O
processo cultural de formação da objetividade e das subjetividades desencadeado
pelo trabalho abstrato tende a identificar
tudo à imagem da objetividade social, em suma, à imagem abstrata da
dominação. Em outras palavras, a sociedade regida pelo capital tende a não
deixar espaço para diferenças
fundamentais, deixando, contudo, tudo com aparência de diferente: dominação
perfeita não se dá pela coação, mas pela aparência plena de liberdade. Esta
aparência se sustém, pois, junto a ela, todo o processo social é reduzido às
escolhas do indivíduo isolado, isto é, o fracasso, a culpa, o ganho, a
felicidade e etc., dependem das opções do indivíduo – tudo que diz respeito à
existência individual, depende somente do indivíduo, toda a carga histórica é
esvaziada e seu peso jogado nas costas do indivíduo isolado. Com isso, o
indivíduo deve caminhar sozinho, com suas próprias pernas. E seu caminho vai se
realizando na medida em que ele vai se identificando com o que já está dado. Em
outros termos, o indivíduo “evolui”, “progride”, se aproxima da “liberdade” e
da “felicidade” quanto mais aceita e incorpora a padronização já previamente
programada, todavia, à revelia dele; quanto mais ele se coaduna, se reconcilia
com objetividade da sociedade que, não obstante, aparece a ele como natural. Identificar
é reificar, padronizar na medida em que a imagem do indivíduo vai tomando forma
cada vez mais nítida no reflexo da objetividade social. Isto poderia parecer
que a sociedade vai se conformando ao indivíduo, que ela vai se amoldando para
se adaptar às necessidades dele: a verdade é exatamente o contrário [NOTA:
sobre identidade, ou melhor, sobre não-identidade, tratei no texto Versando sobre a não-identidade,
aqui no blog em novembro].
Toda
identificação é reduzida a uma forma
(se se quiser, um padrão, algo projetado previamente). Podemos entender esta
forma como a capacidade de consumo, capacidade de consumir tudo e todos de modo
mais otimizado possível: forma-consumo.
Tudo tende a se reduzir ao consumo como anulação do outro. Isto implica que o
indivíduo não consome somente objetos, mas os objetos formam um meio para a
sobreposição ao outro, para rebaixar o outro, em uma palavra, o consumo cria a
subjetividade do indivíduo. No entanto, esta subjetividade é criada antes mesmo
do indivíduo se dar conta dela. Ela é adquirida
pelo indivíduo na medida em que ele a consome: a subjetividade não está
nele, mas pode ser dele mediante a compra.

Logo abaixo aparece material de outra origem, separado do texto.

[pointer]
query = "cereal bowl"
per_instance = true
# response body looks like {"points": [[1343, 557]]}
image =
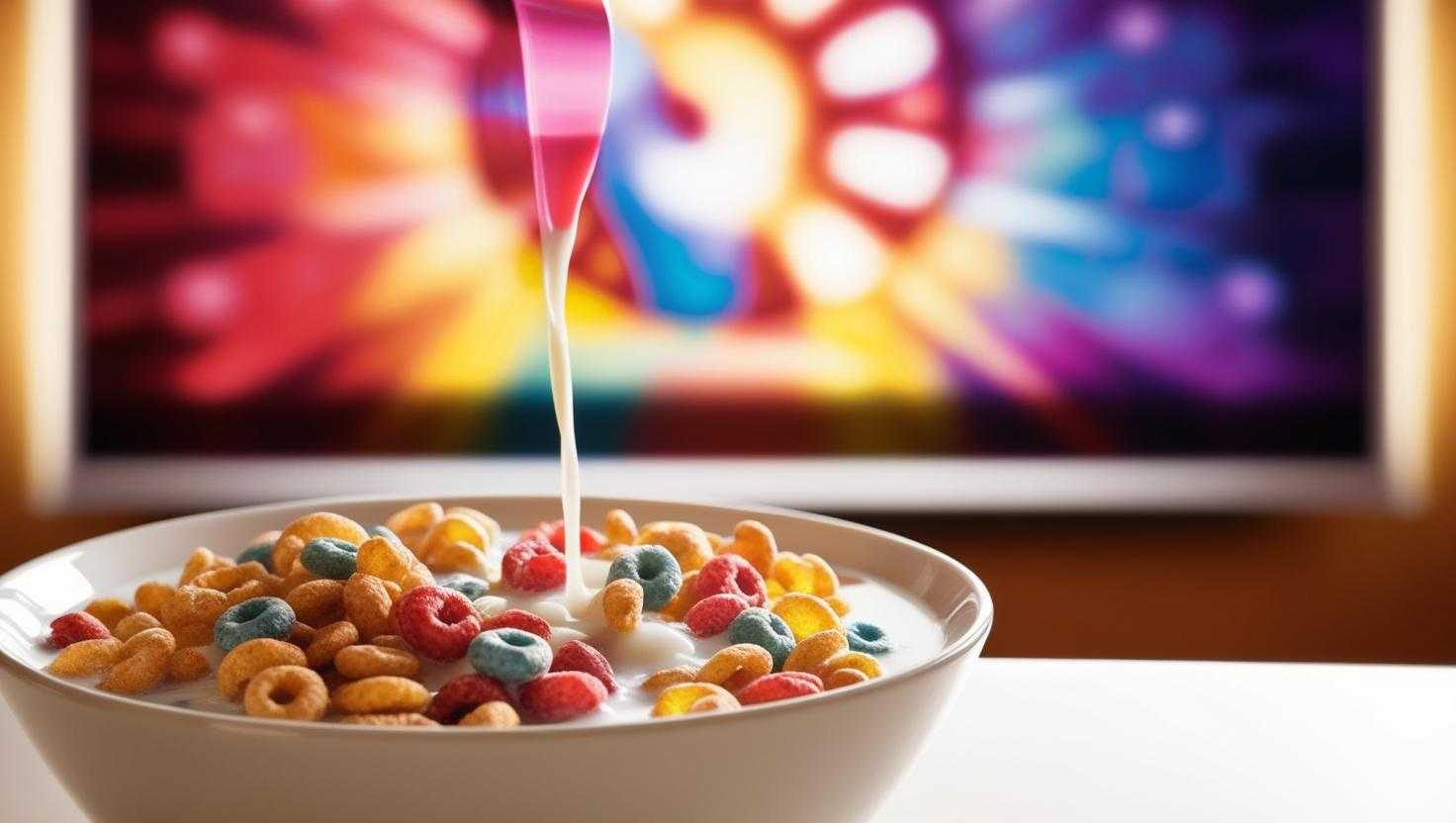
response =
{"points": [[832, 756]]}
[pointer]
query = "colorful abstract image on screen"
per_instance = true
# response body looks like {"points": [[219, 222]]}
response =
{"points": [[1105, 228]]}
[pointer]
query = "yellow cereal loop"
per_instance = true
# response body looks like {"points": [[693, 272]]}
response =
{"points": [[811, 653], [686, 541], [805, 615], [746, 660], [753, 542], [679, 699]]}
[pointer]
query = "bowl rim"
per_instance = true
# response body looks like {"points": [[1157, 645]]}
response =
{"points": [[86, 693]]}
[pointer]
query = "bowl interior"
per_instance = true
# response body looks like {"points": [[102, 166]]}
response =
{"points": [[67, 579]]}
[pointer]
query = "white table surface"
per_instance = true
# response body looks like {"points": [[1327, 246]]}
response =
{"points": [[1128, 742]]}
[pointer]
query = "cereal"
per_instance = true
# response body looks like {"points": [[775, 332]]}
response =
{"points": [[509, 656], [673, 677], [357, 662], [576, 656], [681, 699], [805, 613], [403, 718], [367, 604], [380, 695], [779, 686], [286, 692], [437, 622], [684, 598], [136, 622], [811, 651], [622, 604], [868, 638], [256, 618], [462, 695], [533, 566], [110, 610], [712, 615], [496, 714], [619, 529], [731, 574], [740, 663], [318, 601], [561, 695], [188, 665], [141, 665], [252, 657], [74, 628], [86, 657], [654, 569], [767, 629], [684, 541], [329, 641], [753, 542], [151, 596], [517, 619]]}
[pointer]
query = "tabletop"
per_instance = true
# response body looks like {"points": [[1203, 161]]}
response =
{"points": [[1123, 740]]}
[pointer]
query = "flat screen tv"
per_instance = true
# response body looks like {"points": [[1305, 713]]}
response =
{"points": [[838, 253]]}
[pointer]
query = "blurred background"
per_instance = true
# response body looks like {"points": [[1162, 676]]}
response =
{"points": [[1072, 229]]}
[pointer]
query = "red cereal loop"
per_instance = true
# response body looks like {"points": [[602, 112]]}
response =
{"points": [[533, 566], [562, 695], [74, 628], [463, 695], [779, 686], [517, 619], [731, 574], [712, 615], [576, 656], [437, 622]]}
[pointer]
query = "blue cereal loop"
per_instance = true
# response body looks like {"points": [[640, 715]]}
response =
{"points": [[654, 569], [765, 629], [468, 585], [330, 557], [261, 552], [509, 656], [868, 638], [252, 619]]}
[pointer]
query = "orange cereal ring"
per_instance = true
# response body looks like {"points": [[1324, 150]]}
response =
{"points": [[496, 714], [684, 598], [686, 541], [188, 665], [805, 615], [318, 601], [252, 657], [133, 623], [286, 692], [679, 699], [358, 662], [619, 527], [673, 677], [86, 657], [110, 610], [367, 604], [141, 665], [753, 542], [744, 659], [410, 523], [151, 596], [811, 651], [405, 718], [382, 695], [622, 604], [327, 641]]}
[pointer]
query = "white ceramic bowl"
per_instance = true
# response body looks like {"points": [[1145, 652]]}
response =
{"points": [[827, 758]]}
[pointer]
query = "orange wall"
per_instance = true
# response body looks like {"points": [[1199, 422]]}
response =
{"points": [[1373, 588]]}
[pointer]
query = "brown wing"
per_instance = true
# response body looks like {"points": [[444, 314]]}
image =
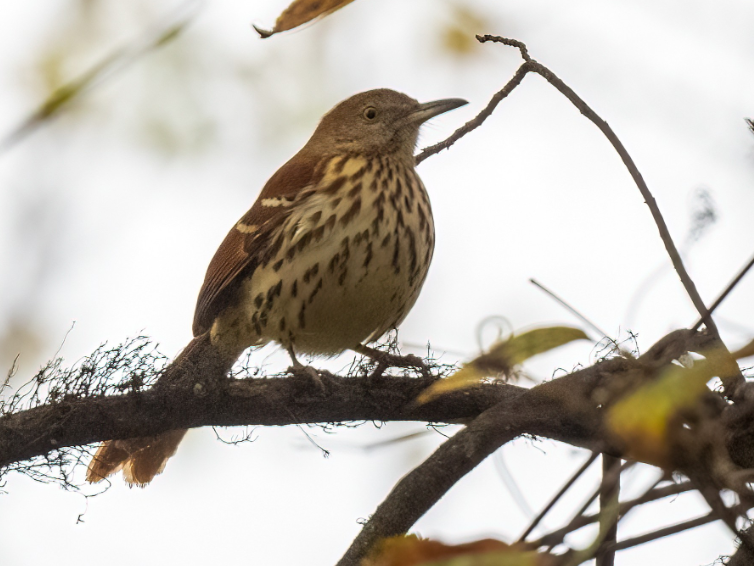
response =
{"points": [[249, 242]]}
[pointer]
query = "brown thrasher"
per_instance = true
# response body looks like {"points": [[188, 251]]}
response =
{"points": [[331, 255]]}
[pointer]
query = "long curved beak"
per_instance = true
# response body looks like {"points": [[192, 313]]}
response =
{"points": [[429, 110]]}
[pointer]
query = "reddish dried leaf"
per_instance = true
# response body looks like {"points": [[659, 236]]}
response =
{"points": [[412, 551], [302, 11]]}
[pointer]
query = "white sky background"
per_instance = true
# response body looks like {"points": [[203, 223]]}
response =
{"points": [[103, 229]]}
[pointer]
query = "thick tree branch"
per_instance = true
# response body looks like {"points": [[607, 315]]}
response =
{"points": [[732, 383], [562, 407]]}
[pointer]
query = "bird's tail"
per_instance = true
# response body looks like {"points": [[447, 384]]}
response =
{"points": [[141, 459]]}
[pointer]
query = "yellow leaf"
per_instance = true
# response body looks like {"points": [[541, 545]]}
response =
{"points": [[642, 420], [302, 11], [459, 36], [411, 550], [503, 356]]}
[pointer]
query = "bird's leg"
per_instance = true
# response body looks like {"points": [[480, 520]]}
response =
{"points": [[385, 360], [298, 367]]}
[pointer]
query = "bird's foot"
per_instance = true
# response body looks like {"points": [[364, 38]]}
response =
{"points": [[310, 373], [387, 360]]}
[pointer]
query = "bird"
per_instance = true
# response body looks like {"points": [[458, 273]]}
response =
{"points": [[331, 256]]}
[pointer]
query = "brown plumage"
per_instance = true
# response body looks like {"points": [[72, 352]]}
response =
{"points": [[332, 254]]}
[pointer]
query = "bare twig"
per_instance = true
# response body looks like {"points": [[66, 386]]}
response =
{"points": [[572, 310], [558, 496], [476, 121], [666, 531], [725, 293], [609, 497], [556, 537]]}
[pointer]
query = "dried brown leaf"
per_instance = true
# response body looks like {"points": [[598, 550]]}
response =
{"points": [[302, 11]]}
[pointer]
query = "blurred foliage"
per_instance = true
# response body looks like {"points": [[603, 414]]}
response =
{"points": [[647, 420], [458, 36], [503, 357]]}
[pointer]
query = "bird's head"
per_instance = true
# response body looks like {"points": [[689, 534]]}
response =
{"points": [[380, 121]]}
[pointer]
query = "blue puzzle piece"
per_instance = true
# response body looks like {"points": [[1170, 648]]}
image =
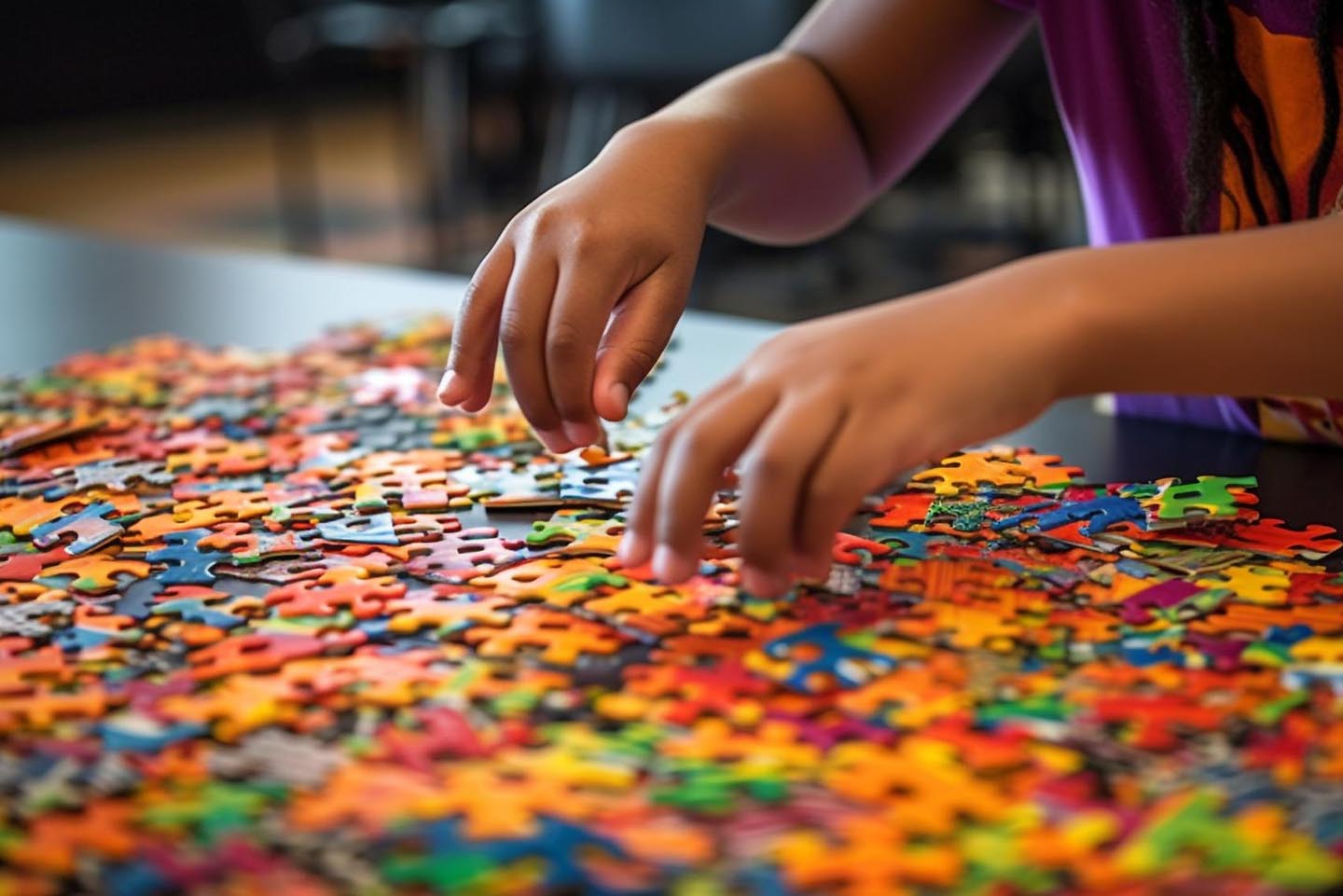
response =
{"points": [[360, 530], [199, 612], [187, 563], [1101, 514], [121, 737], [453, 860], [906, 544], [841, 661], [88, 526]]}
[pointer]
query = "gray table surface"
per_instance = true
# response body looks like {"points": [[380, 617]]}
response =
{"points": [[62, 293]]}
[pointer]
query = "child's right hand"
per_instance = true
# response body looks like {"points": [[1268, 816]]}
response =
{"points": [[583, 290]]}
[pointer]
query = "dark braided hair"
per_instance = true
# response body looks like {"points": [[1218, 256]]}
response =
{"points": [[1221, 96]]}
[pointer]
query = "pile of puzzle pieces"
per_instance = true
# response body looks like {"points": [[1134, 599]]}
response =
{"points": [[283, 625]]}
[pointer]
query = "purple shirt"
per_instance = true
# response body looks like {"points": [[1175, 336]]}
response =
{"points": [[1120, 86]]}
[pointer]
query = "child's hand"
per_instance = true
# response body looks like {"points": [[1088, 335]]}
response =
{"points": [[583, 290], [827, 411]]}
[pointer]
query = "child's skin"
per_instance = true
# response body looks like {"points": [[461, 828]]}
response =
{"points": [[586, 285]]}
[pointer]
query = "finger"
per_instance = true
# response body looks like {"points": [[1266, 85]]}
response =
{"points": [[470, 363], [527, 307], [641, 517], [702, 445], [774, 469], [641, 326], [588, 290], [857, 460]]}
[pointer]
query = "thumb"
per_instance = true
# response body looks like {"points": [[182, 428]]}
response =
{"points": [[635, 338]]}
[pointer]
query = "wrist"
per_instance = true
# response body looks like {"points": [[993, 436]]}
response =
{"points": [[690, 153], [1083, 322]]}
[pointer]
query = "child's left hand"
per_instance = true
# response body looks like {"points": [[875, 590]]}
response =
{"points": [[827, 411]]}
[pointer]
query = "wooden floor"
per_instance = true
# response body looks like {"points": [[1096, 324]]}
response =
{"points": [[207, 177]]}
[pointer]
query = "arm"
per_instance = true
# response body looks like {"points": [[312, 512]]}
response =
{"points": [[893, 384], [1256, 311], [586, 283]]}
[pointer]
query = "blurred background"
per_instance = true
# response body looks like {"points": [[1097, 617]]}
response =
{"points": [[408, 133]]}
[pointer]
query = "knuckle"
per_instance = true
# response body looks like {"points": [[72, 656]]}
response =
{"points": [[643, 353], [585, 238], [767, 468], [513, 334], [543, 219], [564, 341]]}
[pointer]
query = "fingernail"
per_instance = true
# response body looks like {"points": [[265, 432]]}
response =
{"points": [[448, 387], [555, 441], [619, 393], [582, 434]]}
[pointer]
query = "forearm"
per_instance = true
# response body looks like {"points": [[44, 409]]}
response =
{"points": [[794, 144], [768, 144], [1256, 311]]}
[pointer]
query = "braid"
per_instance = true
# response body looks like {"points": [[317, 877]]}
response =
{"points": [[1252, 107], [1218, 89], [1209, 103], [1326, 21]]}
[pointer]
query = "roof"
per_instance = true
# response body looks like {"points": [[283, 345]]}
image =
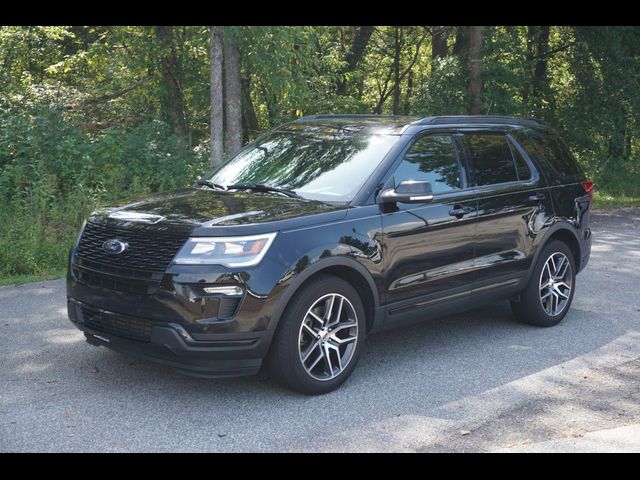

Mais uma vez, a subjetividade já está dada no mercado das ilusões, e o indivíduo não tem outra escolha do que
escolher uma para si. Mas uma que é sempre a mesma que qualquer outra, que o reduz à roda do consumo. Escolher é
escolher sempre a mesma coisa, o que torna o ato da escolha, da liberdade, nulo
mas formador.
Por
um lado, a violência da abstração que se dá através da forma-consumo é espetacularizada.
Consumir algo que não pode ser visto, ostentado,
não pode ser invejado e usado para dar inveja (rebaixar e etc.) ao outro, e,
portanto, não pode criar nenhum tipo de status positivo, que demarque a posição
daquele indivíduo no todo social, é um consumo irrisório, quase nulo: é isto
que acontece, por exemplo, com as ciências do Espírito, com o conhecimento
crítico; e por outro lado, a própria ideia de crítica não é mais objeto de “consumo”, já que todos a “possuem”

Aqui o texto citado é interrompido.